Summer. Days of pretzels and sodas and root beer. Parasols on a sunny beach. Ice cream meltdown. A smoky haze hangs over the sky.

It all kicks off at cockcrow 94.6 million miles from Earth, where a 35-million-degree nuclear furnace starts hanging out the lights.Ask any school kid if the sun is closer to us in summer or winter and he or she will likely tell you summer of course. But in truth, for us Northern Hemisphere residents, the summer sun must send its electromagnetic waves (light!) packing across 3.2 million extra miles of space before it plunges down into the Earth's atmosphere eight minutes later, agitating electrons, heating things up. The trick is summer sunlight hits down more directly and intensely (instead of at an angle as in wintertime) to put the bloom on the rose and send thermometers soaring.

- EIGHT A.M. Your alarm clock rings. You rub your eyes and head for the shower. Lathering up, you belt out a few old favorite songs from college days. Why do you always sound so good in this watery chamber? Because the sounds bounce around off the close walls and receive a tonal "lift." Electrostatic charge fields created by the splashing water also may add to your wakening sense of well-being.

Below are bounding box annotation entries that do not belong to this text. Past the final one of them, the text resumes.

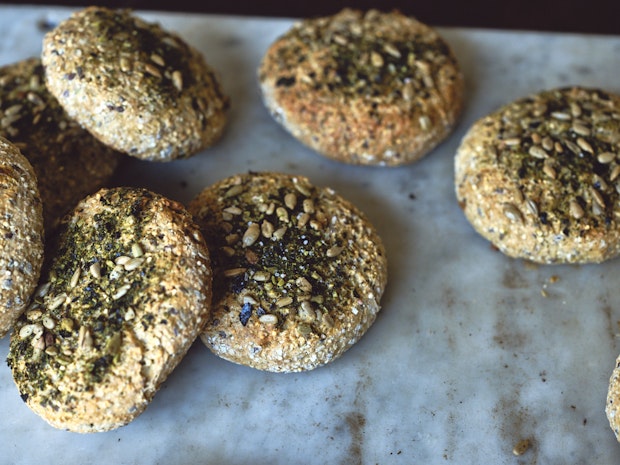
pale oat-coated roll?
[188,172,387,372]
[41,6,229,161]
[0,57,122,234]
[8,187,212,433]
[455,86,620,263]
[0,136,43,338]
[258,8,464,166]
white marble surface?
[0,6,620,465]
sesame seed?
[48,293,67,310]
[596,152,616,164]
[504,137,521,147]
[41,315,56,329]
[151,53,166,66]
[258,313,278,325]
[88,262,101,279]
[418,115,431,131]
[271,226,287,241]
[295,276,312,292]
[19,325,33,339]
[325,245,344,258]
[131,242,144,258]
[543,163,557,179]
[568,199,585,220]
[551,111,571,121]
[502,203,523,222]
[383,43,401,58]
[284,192,297,210]
[123,257,145,271]
[577,137,594,153]
[303,199,315,214]
[144,63,161,79]
[591,188,605,208]
[112,284,131,300]
[223,268,247,278]
[370,52,383,68]
[293,178,310,197]
[571,121,590,136]
[252,271,271,282]
[297,213,310,228]
[172,70,183,92]
[69,267,82,288]
[114,255,131,265]
[528,145,547,159]
[276,207,289,223]
[241,223,261,247]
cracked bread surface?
[8,187,212,433]
[454,86,620,264]
[188,172,387,372]
[41,6,229,162]
[257,8,464,166]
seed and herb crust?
[605,357,620,442]
[0,136,43,338]
[455,86,620,263]
[42,6,229,161]
[258,8,464,166]
[188,172,387,372]
[7,187,212,433]
[0,58,121,234]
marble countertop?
[0,5,620,465]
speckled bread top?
[0,58,121,234]
[0,136,43,338]
[605,357,620,441]
[258,8,463,166]
[455,87,620,263]
[8,187,212,433]
[42,7,229,161]
[188,172,387,372]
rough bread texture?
[0,58,121,234]
[42,6,229,161]
[605,357,620,442]
[8,188,212,433]
[258,8,464,166]
[188,172,387,372]
[0,137,43,337]
[455,87,620,263]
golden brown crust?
[188,172,387,372]
[42,7,229,161]
[7,188,212,433]
[258,8,463,166]
[0,136,43,338]
[605,357,620,442]
[0,58,121,234]
[455,87,620,263]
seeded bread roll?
[605,357,620,442]
[455,87,620,264]
[188,172,387,372]
[42,6,229,161]
[0,136,43,338]
[258,8,463,166]
[8,187,212,433]
[0,58,121,234]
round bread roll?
[0,137,43,338]
[42,6,229,161]
[8,187,212,433]
[258,8,464,166]
[0,58,121,234]
[455,87,620,264]
[188,172,387,372]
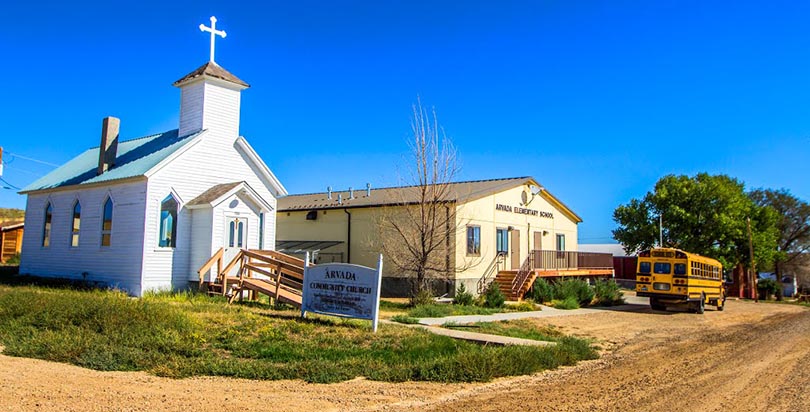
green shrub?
[506,300,541,312]
[453,283,475,306]
[391,315,419,325]
[484,282,506,308]
[554,279,594,306]
[551,296,579,310]
[593,279,624,306]
[757,279,781,299]
[411,288,434,306]
[532,278,554,303]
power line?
[6,151,59,167]
[0,177,22,190]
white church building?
[20,17,287,296]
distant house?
[20,49,286,296]
[0,222,24,263]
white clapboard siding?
[179,82,205,136]
[144,129,276,287]
[20,180,146,295]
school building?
[276,177,613,300]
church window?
[101,197,113,246]
[158,195,177,247]
[70,200,82,247]
[42,202,53,247]
[259,212,264,249]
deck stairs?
[197,249,304,308]
[494,270,537,302]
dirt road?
[388,302,810,411]
[0,301,810,412]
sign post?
[301,255,383,332]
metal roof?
[174,62,250,87]
[276,240,343,253]
[278,176,582,222]
[20,129,203,193]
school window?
[42,202,53,247]
[101,197,112,246]
[467,226,481,255]
[557,235,565,251]
[495,229,509,253]
[70,200,82,247]
[158,194,177,247]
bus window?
[675,263,686,275]
[653,262,672,275]
[638,262,650,273]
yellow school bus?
[636,248,726,314]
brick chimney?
[97,116,121,174]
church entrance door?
[222,216,248,276]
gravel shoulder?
[0,301,810,412]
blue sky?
[0,0,810,243]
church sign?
[301,255,382,332]
[495,203,554,219]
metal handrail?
[478,252,506,295]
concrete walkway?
[419,296,649,326]
[410,325,557,346]
[380,296,649,346]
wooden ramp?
[197,249,304,308]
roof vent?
[97,116,121,174]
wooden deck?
[197,249,304,307]
[486,250,613,301]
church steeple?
[174,17,250,140]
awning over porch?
[276,240,343,255]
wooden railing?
[529,250,613,269]
[478,252,506,295]
[511,255,533,296]
[197,248,225,287]
[198,249,304,305]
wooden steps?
[197,249,304,308]
[494,270,537,301]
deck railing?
[477,252,506,295]
[530,250,613,270]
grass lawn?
[444,319,573,343]
[0,282,596,382]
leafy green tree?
[750,189,810,279]
[613,173,777,266]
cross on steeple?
[200,16,227,62]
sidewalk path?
[419,296,649,326]
[380,296,649,346]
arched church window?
[158,194,177,247]
[70,200,82,247]
[101,197,113,246]
[42,202,53,247]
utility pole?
[745,217,759,302]
[658,213,664,247]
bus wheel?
[695,293,706,315]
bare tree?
[379,99,463,299]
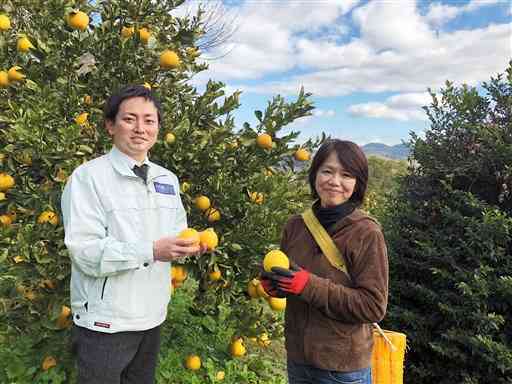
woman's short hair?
[103,85,162,124]
[308,139,368,206]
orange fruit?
[160,49,180,69]
[178,228,200,245]
[0,15,11,31]
[247,279,260,299]
[267,297,286,311]
[185,355,201,371]
[263,249,290,272]
[208,270,222,281]
[37,211,59,225]
[194,195,211,211]
[0,71,9,88]
[7,65,25,81]
[229,339,247,357]
[68,11,89,31]
[258,333,271,347]
[0,172,15,192]
[204,207,220,223]
[121,26,135,39]
[41,356,57,371]
[139,27,151,44]
[75,112,89,125]
[199,228,219,251]
[180,181,190,193]
[249,192,265,204]
[256,133,272,149]
[294,148,311,161]
[171,265,188,283]
[186,47,201,59]
[16,37,34,52]
[0,215,12,227]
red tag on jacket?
[94,321,110,328]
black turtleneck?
[313,200,356,230]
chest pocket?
[152,193,178,236]
[106,193,178,241]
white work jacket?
[61,147,187,333]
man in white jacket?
[61,86,204,384]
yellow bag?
[372,323,406,384]
[302,208,406,384]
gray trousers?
[71,325,160,384]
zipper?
[101,277,108,300]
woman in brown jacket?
[262,140,388,384]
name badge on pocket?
[153,181,176,195]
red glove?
[260,277,277,297]
[271,263,309,295]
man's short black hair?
[103,85,162,124]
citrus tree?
[0,0,318,383]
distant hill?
[362,143,409,160]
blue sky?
[178,0,512,145]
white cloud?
[242,24,512,97]
[426,0,503,26]
[353,1,434,51]
[425,3,461,25]
[296,39,373,69]
[348,92,431,121]
[188,0,361,81]
[190,0,512,105]
[313,109,336,117]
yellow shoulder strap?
[302,208,348,275]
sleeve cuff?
[135,241,154,266]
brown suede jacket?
[281,209,388,372]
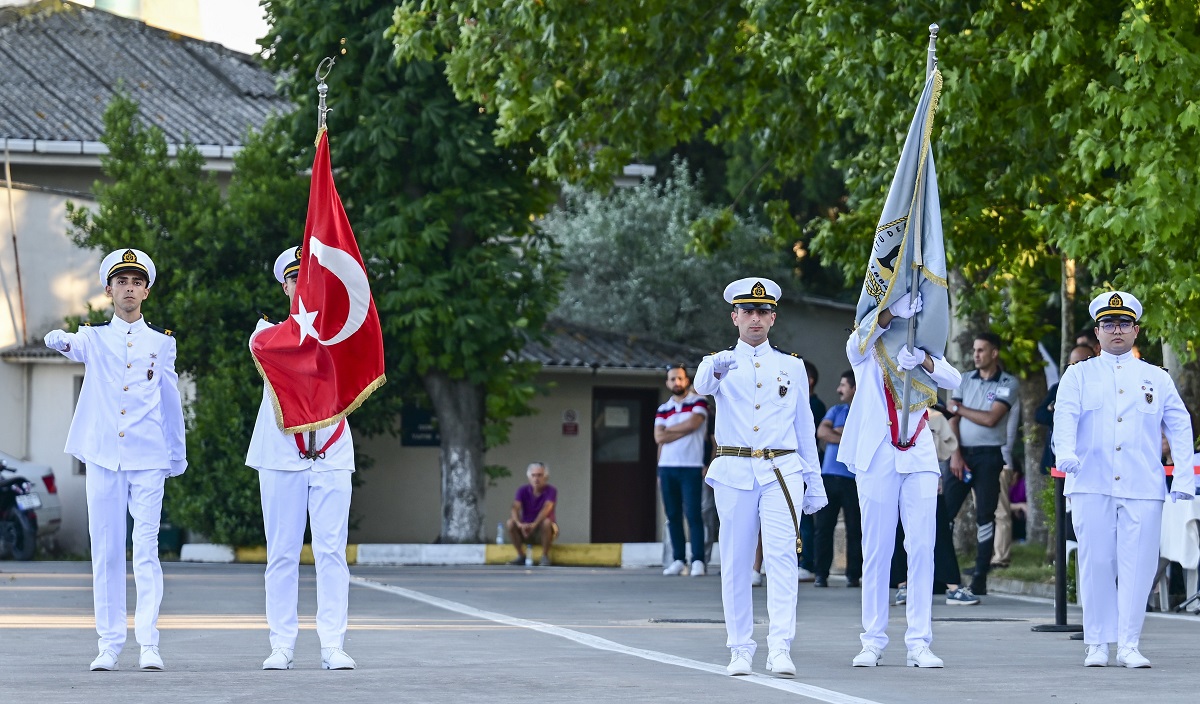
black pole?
[1030,479,1084,633]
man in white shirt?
[654,365,708,577]
[695,277,828,678]
[246,247,355,669]
[46,249,187,670]
[838,294,962,668]
[1054,291,1195,668]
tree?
[541,162,794,349]
[264,0,560,542]
[392,0,1200,551]
[68,95,306,544]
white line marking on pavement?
[350,576,880,704]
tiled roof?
[0,2,288,146]
[517,320,708,369]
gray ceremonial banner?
[854,70,950,419]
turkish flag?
[250,131,386,433]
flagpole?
[898,24,938,447]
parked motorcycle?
[0,459,42,560]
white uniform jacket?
[55,317,187,476]
[1054,351,1195,501]
[838,327,962,474]
[695,341,824,495]
[246,320,354,471]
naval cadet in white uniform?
[838,294,962,668]
[695,277,829,678]
[246,247,355,669]
[46,249,187,670]
[1054,291,1195,668]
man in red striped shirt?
[654,365,708,577]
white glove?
[713,349,738,377]
[896,345,926,372]
[888,291,925,318]
[46,330,71,351]
[800,475,829,515]
[1058,457,1079,476]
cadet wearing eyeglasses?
[1054,291,1195,668]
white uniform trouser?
[86,462,167,652]
[1070,494,1163,648]
[713,473,804,655]
[258,469,352,648]
[854,443,940,650]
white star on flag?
[293,297,320,344]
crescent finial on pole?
[925,23,941,78]
[314,56,337,142]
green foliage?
[68,96,307,544]
[542,162,791,354]
[392,0,1200,373]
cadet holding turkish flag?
[246,128,384,669]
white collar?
[737,339,772,357]
[1100,350,1136,365]
[109,315,146,335]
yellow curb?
[484,542,620,567]
[234,543,359,565]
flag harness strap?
[883,384,929,452]
[295,419,348,459]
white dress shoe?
[320,648,358,669]
[1084,643,1109,667]
[767,650,796,678]
[1117,648,1150,667]
[725,648,754,675]
[908,646,946,667]
[263,648,295,669]
[138,645,164,669]
[852,645,883,667]
[90,648,120,672]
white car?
[0,452,62,541]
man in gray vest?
[944,332,1019,595]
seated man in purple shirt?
[508,462,558,567]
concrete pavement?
[0,562,1200,704]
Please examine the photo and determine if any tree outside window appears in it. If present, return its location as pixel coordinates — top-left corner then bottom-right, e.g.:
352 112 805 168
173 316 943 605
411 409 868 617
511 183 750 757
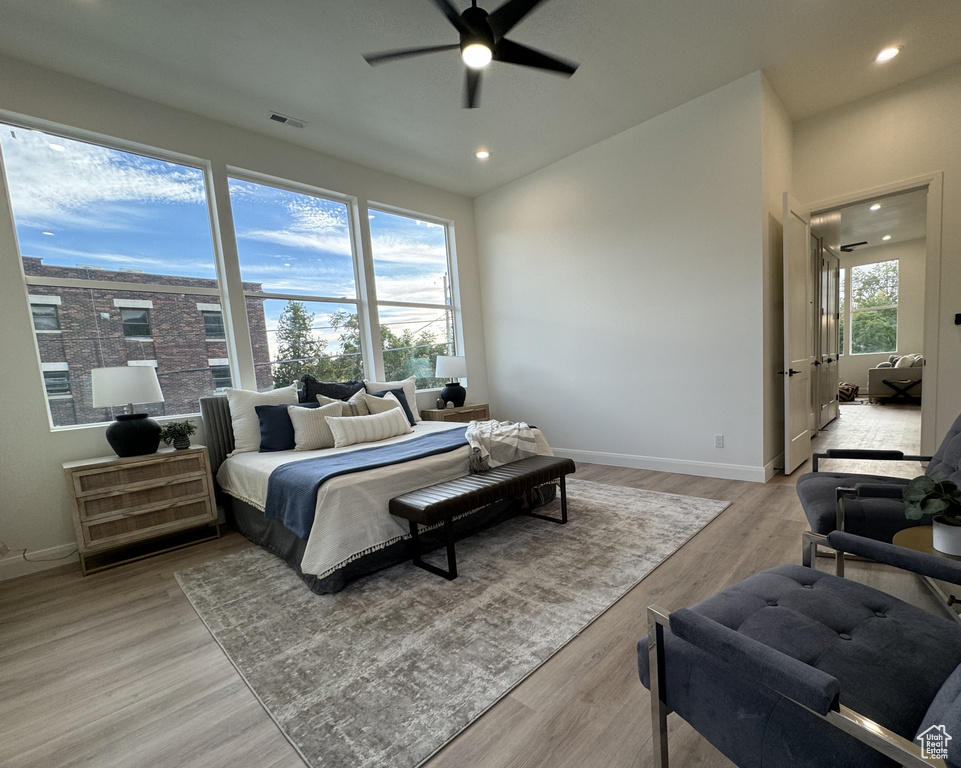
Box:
850 259 898 355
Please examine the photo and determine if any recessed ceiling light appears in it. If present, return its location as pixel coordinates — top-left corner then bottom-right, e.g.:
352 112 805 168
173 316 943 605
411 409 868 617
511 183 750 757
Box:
460 43 494 69
874 45 901 61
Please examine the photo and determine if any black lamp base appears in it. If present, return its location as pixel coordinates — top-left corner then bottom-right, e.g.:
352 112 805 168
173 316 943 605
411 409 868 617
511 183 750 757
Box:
107 413 160 456
440 381 467 408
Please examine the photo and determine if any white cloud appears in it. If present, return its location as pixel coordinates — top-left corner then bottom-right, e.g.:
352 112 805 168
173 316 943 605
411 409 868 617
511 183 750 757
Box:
0 127 205 229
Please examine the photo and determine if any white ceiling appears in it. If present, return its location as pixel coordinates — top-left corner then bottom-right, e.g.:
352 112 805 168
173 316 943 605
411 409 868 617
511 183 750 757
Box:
0 0 961 196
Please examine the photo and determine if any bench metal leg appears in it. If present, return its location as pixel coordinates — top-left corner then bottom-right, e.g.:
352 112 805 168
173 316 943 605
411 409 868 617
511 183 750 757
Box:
527 475 567 525
408 518 457 581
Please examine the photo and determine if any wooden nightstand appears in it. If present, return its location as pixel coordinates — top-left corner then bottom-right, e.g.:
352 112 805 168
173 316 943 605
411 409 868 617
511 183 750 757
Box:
420 403 491 421
63 445 220 575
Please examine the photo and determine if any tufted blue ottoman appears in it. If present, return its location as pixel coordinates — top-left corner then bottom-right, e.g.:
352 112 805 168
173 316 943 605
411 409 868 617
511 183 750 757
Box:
637 560 961 768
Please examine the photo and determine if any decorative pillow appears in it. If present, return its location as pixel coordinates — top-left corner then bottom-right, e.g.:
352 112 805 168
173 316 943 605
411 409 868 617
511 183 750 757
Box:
315 395 356 416
287 402 343 451
364 392 400 416
227 384 297 456
300 373 364 403
367 389 417 427
364 376 420 424
327 408 414 448
254 403 320 453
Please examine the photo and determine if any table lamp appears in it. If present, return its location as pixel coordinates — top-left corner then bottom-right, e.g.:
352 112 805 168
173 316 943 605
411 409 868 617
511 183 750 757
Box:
90 365 163 456
434 355 467 408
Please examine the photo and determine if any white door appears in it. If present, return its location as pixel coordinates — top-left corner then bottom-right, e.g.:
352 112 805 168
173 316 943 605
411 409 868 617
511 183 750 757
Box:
781 192 814 475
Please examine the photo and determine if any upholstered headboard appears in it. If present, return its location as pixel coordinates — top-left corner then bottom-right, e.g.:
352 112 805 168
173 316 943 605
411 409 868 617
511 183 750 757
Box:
200 395 234 477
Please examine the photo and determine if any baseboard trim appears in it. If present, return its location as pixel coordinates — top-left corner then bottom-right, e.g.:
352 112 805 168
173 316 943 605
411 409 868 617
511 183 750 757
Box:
0 542 80 581
551 446 773 483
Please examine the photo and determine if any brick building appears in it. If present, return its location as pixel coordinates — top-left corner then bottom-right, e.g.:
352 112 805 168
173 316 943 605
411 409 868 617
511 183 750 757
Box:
23 256 272 426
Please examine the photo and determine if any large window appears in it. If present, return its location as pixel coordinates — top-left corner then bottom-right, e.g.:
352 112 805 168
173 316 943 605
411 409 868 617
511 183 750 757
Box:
850 259 898 355
230 178 364 388
369 209 455 389
0 124 227 426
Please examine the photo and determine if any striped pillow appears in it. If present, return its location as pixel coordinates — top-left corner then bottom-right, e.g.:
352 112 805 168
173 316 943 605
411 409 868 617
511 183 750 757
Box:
287 400 344 451
318 408 414 448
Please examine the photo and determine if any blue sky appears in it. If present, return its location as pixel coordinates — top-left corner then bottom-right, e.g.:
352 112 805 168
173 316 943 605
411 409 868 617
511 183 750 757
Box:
0 125 447 356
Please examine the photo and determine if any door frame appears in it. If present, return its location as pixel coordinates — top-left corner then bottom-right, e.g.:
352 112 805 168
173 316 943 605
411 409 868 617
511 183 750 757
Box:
804 171 944 455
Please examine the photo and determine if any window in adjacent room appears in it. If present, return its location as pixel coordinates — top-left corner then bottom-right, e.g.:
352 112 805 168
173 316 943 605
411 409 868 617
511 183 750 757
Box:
0 123 227 427
369 209 456 389
120 309 150 338
30 302 60 331
850 259 898 355
201 310 227 339
210 365 233 389
43 370 70 396
230 178 364 388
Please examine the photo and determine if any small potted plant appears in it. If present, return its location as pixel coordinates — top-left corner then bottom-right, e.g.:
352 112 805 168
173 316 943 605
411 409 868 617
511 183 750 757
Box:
901 474 961 556
160 421 197 451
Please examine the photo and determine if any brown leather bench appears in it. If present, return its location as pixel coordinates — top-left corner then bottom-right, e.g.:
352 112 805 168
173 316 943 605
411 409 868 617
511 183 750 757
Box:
388 456 574 580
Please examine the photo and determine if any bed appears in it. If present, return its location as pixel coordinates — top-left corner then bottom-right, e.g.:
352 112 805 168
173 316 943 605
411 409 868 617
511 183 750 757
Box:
200 396 554 594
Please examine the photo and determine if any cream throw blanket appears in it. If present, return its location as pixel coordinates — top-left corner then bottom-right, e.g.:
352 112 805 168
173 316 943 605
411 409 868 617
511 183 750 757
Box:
464 420 537 472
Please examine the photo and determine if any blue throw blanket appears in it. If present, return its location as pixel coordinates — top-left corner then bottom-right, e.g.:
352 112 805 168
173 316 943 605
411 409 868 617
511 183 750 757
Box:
264 424 467 539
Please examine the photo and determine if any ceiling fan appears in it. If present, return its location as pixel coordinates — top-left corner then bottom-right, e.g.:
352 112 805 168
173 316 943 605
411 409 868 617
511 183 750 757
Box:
364 0 578 109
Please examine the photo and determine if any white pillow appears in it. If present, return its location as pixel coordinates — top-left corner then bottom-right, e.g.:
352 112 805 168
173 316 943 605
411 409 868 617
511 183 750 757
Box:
287 402 344 451
364 392 406 417
227 384 297 456
327 408 414 448
364 376 421 421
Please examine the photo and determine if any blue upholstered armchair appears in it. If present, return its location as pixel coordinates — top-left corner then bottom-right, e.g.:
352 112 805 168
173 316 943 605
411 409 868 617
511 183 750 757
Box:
637 532 961 768
797 416 961 565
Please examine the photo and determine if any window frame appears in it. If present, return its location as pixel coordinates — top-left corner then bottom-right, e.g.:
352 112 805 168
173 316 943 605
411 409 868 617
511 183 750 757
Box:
841 258 901 356
0 120 237 432
364 200 464 392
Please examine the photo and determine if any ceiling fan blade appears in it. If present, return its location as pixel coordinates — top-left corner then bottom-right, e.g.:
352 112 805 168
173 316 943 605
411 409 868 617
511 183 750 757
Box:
464 67 480 109
487 0 543 37
434 0 470 35
364 43 460 67
494 39 579 77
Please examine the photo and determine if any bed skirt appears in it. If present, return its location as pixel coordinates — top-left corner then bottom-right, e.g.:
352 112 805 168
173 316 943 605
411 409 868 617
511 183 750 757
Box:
224 485 557 595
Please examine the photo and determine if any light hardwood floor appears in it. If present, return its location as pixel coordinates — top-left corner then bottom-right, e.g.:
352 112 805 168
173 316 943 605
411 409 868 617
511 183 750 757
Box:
0 405 918 768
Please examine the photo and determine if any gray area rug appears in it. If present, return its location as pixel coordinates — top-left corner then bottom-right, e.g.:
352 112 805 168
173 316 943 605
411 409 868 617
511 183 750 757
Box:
177 480 730 768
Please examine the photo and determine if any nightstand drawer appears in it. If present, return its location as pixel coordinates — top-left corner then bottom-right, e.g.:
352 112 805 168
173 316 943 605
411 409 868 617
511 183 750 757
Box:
77 475 208 521
82 497 217 551
73 452 207 498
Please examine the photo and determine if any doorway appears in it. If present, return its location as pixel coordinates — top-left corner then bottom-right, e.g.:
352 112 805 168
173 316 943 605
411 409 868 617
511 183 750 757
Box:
811 185 933 449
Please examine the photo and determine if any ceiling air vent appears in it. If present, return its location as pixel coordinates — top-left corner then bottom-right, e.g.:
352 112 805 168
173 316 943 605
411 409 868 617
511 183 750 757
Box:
270 112 307 128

- 10 A.M. Time to go to the beach. Along the way, oncoming cars creating striking "Doppler shift" sounds as they pass - nnnnnnnnnnnMMMMMMMMMMMeeeewwwwww - the fast-approaching sound waves are "squashed" up to a higher pitch, then they drop rapidly back down as the car passes and starts moving rapidly away (so pronounced you could pinpoint the moment of passing even with your eyes closed).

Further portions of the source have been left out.